At Upchurch Vineyard, winemaker Chris Upchurch offered a peek into his 20-acre estate vineyard. Most of the grapes grown on those acres go to DeLille Cellars, but Upchurch uses about 20 percent of the harvest to make about 500 cases of his own label.
Upchurch, also the winemaker for DeLille Cellars, planted the sustainable vineyard in 2007. An acre is planted with native wildflowers and grasses to help encourage good bugs such as praying mantises that combat pests. Grasses hold down the soil between rows of vines and drip irrigation provides water when needed.
He's a big believer in low yields, which he said result in concentrated grapes. A single vine of Cabernet Sauvignon, clone 191, will give Upchurch about 3 pounds of fruit to work with.

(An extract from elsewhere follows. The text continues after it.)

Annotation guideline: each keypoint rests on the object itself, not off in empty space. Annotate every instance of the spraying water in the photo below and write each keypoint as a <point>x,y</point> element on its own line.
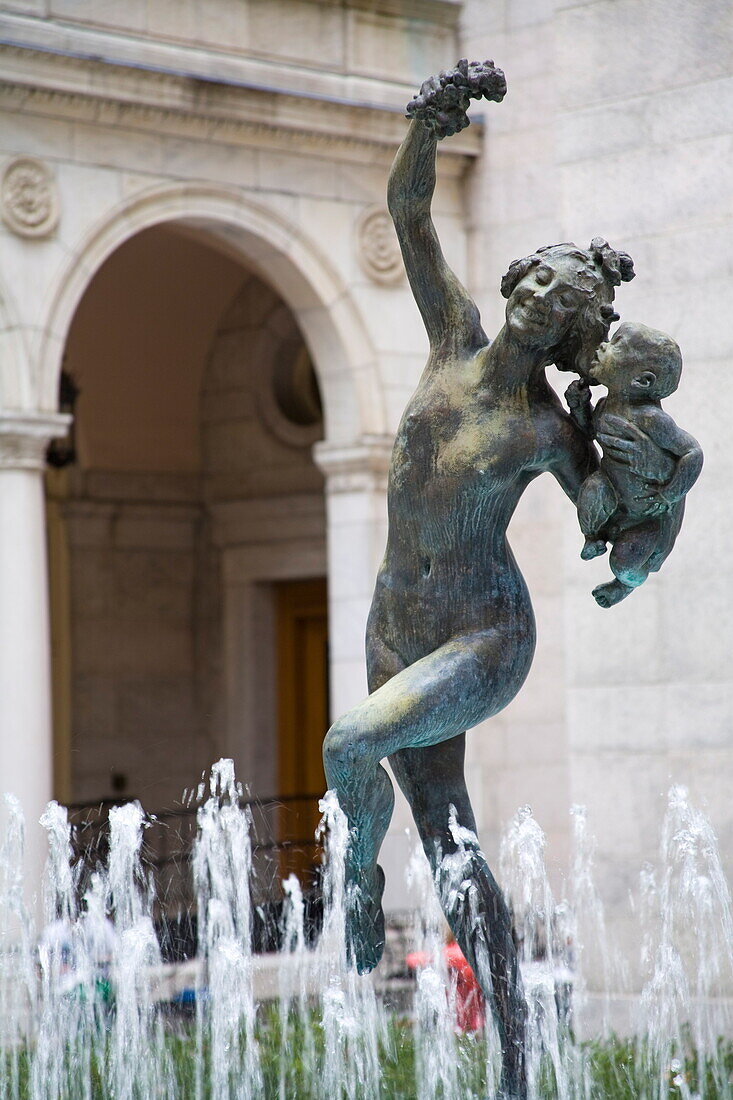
<point>81,1014</point>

At Fidelitas winery, visitors got a chance to sample three Cabernet Sauvignon clones from the 2013 harvest. The wine had been pulled from the barrels that morning into wine bottles with the clone number written on blue tape.
Clones help make wine multidimensional -- they are to wine what spices are to cooking, said Fidelitas owner and winemaker Charlie Hoppes. He's particular to clones 169 and 191, but very little are planted in Washington. He likes to use the earlier, fruitier clones as components.
Hoppes gets some grapes from those clones from Quintessence Vineyards and Ciel du Cheval Vineyard. And he plans to plant about 10 acres to add five more clones at his estate vineyard.
Hoppes thinks clones are what is next for the Washington wine industry, he said. With the focus the industry is placing on Cabernet Sauvignon, the top-selling wine worldwide, the progression seems natural.
Cabernet Sauvignon makes up the bulk of the grapes grown at the 10-acre MonteScarlatto Estate Winery vineyard on Red Mountain. But owner Joel Mackay has planted seven other wine varieties as well.
He said most of the grapes from this year's harvest already have been crushed.
"We try not to mess with it a whole lot, and we hope that the vineyard comes through in the taste of the wine," he said.
MonteScarlatto pruned a lot this spring to get the young vines even, reducing the amount of grapes they harvested this year, Mackay said. The vineyard was planted between 2007 and 2009.
But the reduced amount of grapes is resulting in more intense flavors, he said.
"It's going to make some just impeccable wine," he said.